Location: Food Science ResearchTitle: Improvement of heating uniformity in packaged acidified vegetables pasteurized with a 915 MHz continuous microwave system) Author
Submitted to: Journal of Food Engineering
Publication Type: Peer Reviewed Journal
Publication Acceptance Date: 2/9/2011
Publication Date: 3/24/2011
Publication URL: http://hdl.handle.net/10113/50197
Citation: Koskiniemi, C.B., Truong, V.D., Simunovic, J., McFeeters, R.F. 2011. Improvement of heating uniformity in packaged acidified vegetables pasteurized with a 915 MHz continuous microwave system. Journal of Food Engineering. 105:149-160. Interpretive Summary: Microwave technology has the potential to preserve foods with higher quality and with more efficient use of energy than conventional heating technologies. This occurs because food can be heated rapidly and because, with proper engineering, microwave systems convert a high percentage of the input energy into heat within the food itself. This research shows the distribution of heating in acidified vegetables covered with a brine solution in single serving plastic cups using a continuous flow commercial microwave heating unit. A method to improve the uniformity of microwave heating to quickly attain the required pasteurization temperature when the product contains up to 1% salt is demonstrated. This work provides an initial step toward the use of microwave technology to pasteurize acidified vegetables to make them shelf stable at room temperature.

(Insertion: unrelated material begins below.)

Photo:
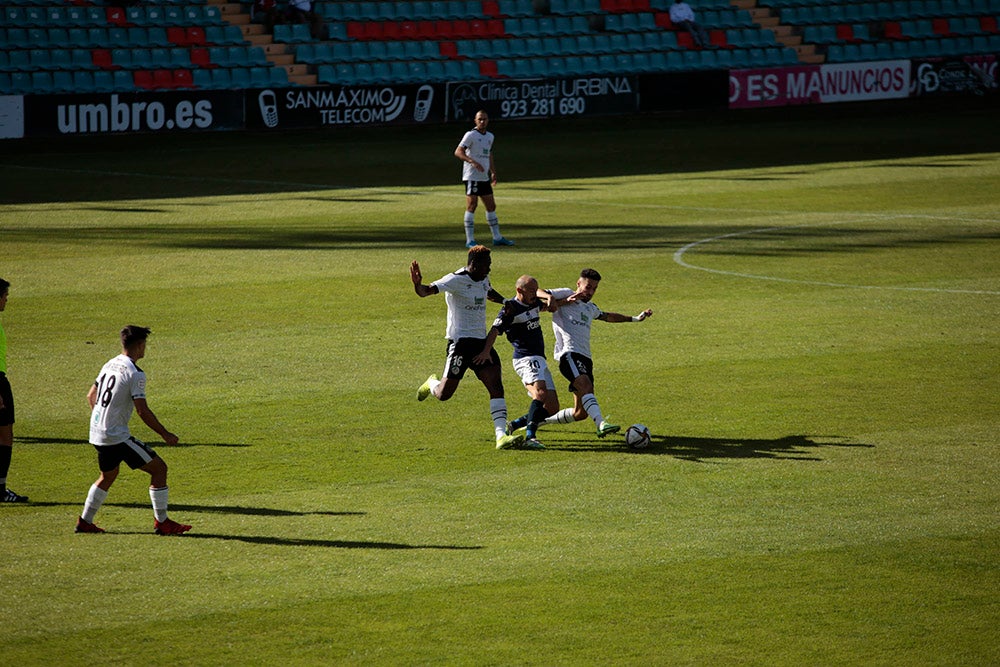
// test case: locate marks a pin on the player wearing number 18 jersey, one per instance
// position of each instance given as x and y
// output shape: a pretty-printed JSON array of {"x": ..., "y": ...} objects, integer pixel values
[{"x": 120, "y": 387}]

Technical Abstract: Continuous microwave processing to produce shelf-stable acidified vegetables with moderate to high salt contents poses challenges in pasteurization due to reduced microwave penetration depths and non-uniform heating. Cups of sweetpotato, red bell pepper, and broccoli acidified to pH 3.8 with citric acid solution containing 0-1% NaCl were placed on a conveyor belt and passed through a microwave tunnel operating at 915 MHz and 4 kW with a 4 min residence time. The time-temperature profiles of vegetable pieces at 5 locations in the package were measured using fiber optic temperature sensors. Addition of 1% NaCl to the cover solution lowered microwave penetration into vegetable pieces and decreased the mean temperature in cups of acidified vegetables from 84 °C to 73 °C. Soaking blanched vegetables for 24 h in a solution with NaCl and citric acid prior to processing improved microwave heating. Heating was non-uniform in all packages with a cold spot of approximately 60 °C at a point in the container farthest from the incident microwaves. More uniform heating was achieved by implementation of a two-stage rotation apparatus to rotate vegetable cups 180° during processing. Rotating the cups resulted in more uniform heating and a temperature of 77 °C at the cold spot. This is above the industrial standard of 74 °C for in-pack pasteurization of acidified vegetables. The effective treatment involved blanching, soaking for 24 h in a NaCl and citric acid solution, and 180° rotation. This work has contributed to a better understanding of the influence of salt addition and distribution during dielectric heating of acidified vegetables using 915 MHz continuous microwave system.